The task here is to assess a regression model using with test data. Particularly for the use case when at the beginning of a month the data of the previous month are available.
The problem addressed here is to compute the model only with the model data. Further, the chart should clearly show which data belong to the model and which belong to the test.
The solution here is essentially an extension of the previous example on Time Series Update.
In fact, there is nothing special here about time series, but a mapping from the time series to integers and then back to the time series. The point is to make these two mappings most efficiently and readable in the coding.
The Logistic function used here was coded as
y = M * (1 / (1 + np.exp(-s * X)))
with
M = MaximumMarketSize s = Steepness (of the slope)
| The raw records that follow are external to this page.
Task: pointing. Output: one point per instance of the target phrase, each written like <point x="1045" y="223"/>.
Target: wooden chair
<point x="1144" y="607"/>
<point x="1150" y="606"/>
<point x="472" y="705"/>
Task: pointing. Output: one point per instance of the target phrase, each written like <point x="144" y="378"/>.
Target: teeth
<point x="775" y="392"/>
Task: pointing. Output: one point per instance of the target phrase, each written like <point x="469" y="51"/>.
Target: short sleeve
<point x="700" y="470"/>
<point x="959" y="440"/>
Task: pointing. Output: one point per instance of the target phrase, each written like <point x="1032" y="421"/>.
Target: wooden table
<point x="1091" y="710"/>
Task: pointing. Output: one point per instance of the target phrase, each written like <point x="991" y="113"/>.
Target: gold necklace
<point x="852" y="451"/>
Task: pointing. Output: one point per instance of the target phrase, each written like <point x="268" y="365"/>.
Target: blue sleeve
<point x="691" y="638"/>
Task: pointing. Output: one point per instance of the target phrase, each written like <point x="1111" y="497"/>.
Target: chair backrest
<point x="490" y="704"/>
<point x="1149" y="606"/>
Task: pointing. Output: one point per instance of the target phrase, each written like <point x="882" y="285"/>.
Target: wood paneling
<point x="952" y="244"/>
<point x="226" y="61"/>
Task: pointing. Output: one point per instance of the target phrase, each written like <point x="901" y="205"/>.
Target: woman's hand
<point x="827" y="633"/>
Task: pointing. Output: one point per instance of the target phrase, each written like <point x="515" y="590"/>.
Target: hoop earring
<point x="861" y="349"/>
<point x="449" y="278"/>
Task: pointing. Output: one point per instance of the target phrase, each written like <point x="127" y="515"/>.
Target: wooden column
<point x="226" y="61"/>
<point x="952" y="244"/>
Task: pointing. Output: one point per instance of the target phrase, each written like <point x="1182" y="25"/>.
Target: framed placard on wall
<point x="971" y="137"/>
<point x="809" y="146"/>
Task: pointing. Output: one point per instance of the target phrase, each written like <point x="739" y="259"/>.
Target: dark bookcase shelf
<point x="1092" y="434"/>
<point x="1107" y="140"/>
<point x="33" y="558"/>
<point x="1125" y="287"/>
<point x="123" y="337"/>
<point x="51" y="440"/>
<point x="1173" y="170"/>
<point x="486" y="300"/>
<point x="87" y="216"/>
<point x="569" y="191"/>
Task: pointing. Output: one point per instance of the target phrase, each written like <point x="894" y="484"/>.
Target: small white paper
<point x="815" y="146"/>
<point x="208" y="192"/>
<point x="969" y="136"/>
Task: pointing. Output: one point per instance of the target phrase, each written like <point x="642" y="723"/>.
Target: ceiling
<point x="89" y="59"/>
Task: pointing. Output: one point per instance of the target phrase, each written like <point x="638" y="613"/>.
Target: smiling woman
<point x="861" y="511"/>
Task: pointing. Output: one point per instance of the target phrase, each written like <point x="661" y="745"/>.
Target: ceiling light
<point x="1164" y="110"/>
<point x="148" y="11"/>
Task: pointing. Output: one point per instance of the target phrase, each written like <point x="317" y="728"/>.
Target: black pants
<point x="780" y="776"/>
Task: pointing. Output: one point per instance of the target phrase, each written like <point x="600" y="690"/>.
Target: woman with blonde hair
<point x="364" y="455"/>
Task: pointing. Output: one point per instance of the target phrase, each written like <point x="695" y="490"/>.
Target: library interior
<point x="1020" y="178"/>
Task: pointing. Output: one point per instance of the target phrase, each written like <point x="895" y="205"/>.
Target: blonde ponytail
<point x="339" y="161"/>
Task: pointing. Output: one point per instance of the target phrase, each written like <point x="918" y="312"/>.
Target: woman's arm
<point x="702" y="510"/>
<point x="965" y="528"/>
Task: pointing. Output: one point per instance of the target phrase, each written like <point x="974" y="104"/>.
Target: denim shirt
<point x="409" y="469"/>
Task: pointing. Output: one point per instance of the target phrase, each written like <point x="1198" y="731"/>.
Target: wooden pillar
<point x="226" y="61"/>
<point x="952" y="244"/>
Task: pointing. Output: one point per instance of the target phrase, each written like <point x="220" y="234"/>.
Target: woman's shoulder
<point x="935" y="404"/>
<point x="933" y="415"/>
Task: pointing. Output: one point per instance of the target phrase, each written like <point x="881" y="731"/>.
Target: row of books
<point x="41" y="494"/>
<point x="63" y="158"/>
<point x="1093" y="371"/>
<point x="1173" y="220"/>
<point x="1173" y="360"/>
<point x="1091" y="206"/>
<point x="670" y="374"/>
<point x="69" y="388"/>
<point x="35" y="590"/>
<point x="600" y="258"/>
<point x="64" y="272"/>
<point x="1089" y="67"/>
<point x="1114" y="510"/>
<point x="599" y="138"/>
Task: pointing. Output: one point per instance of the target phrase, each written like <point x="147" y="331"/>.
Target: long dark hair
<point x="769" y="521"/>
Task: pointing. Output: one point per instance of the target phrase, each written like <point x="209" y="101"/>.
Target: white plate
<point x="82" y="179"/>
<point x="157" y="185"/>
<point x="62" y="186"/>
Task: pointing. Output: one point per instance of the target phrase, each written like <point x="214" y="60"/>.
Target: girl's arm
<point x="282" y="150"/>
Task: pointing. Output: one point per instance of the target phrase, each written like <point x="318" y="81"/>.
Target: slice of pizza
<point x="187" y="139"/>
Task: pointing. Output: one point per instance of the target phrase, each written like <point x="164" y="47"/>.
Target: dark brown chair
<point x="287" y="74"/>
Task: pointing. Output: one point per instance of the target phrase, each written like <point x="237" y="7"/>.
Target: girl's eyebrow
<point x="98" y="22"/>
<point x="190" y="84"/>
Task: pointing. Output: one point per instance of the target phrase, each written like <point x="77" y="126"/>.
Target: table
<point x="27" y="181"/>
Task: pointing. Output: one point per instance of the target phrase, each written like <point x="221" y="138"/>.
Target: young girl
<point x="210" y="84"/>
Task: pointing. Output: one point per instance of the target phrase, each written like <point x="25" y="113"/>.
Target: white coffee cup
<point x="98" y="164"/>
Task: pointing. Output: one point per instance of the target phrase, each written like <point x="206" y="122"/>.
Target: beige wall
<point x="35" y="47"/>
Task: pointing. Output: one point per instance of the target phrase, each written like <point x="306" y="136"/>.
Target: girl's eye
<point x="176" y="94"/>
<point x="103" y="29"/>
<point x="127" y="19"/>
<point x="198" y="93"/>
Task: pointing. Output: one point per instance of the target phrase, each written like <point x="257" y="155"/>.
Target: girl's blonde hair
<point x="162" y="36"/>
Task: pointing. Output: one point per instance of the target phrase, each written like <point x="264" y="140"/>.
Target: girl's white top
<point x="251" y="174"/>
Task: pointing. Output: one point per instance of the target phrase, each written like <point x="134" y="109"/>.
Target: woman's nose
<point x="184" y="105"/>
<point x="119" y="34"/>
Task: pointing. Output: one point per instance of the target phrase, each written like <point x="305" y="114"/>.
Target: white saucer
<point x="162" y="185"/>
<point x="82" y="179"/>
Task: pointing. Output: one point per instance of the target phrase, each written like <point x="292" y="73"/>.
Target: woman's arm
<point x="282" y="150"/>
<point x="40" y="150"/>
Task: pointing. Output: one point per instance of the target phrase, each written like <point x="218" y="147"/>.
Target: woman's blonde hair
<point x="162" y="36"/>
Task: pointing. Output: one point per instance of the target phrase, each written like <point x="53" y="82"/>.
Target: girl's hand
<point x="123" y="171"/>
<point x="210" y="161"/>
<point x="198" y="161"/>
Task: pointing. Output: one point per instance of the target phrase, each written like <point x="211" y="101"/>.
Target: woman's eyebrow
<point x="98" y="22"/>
There are several optimization libraries available in Python which can be used for fitting a curve and particularly for fitting the Logistic function. Here, the library scipy is used.
from scipy.optimize import curve_fit
The optimization can be optimized with both an initial set of parameters (p0) and boundaries for these parameters (bounds)-
popt, pcov = curve_fit(LogisticsFunction, dfTL.X, dfTL.Y, p0=p0, bounds=bounds)
The parameters optimized (popt) are returned from the optimizer together with the parameter covariance (pcov).
Shortly, before handing over to the optimizer, the fore each row of the time series an integers is created.
dfTL["X"] = np.arange(0, dfTL.shape[0], 1)
This slightly enhanced dataframe is handed over to the optimizer.
As the date remains within this dataframe, that’s all that needs to be done. The original time series remains in the data frame and is used for the X-Axis in the subsequent chart.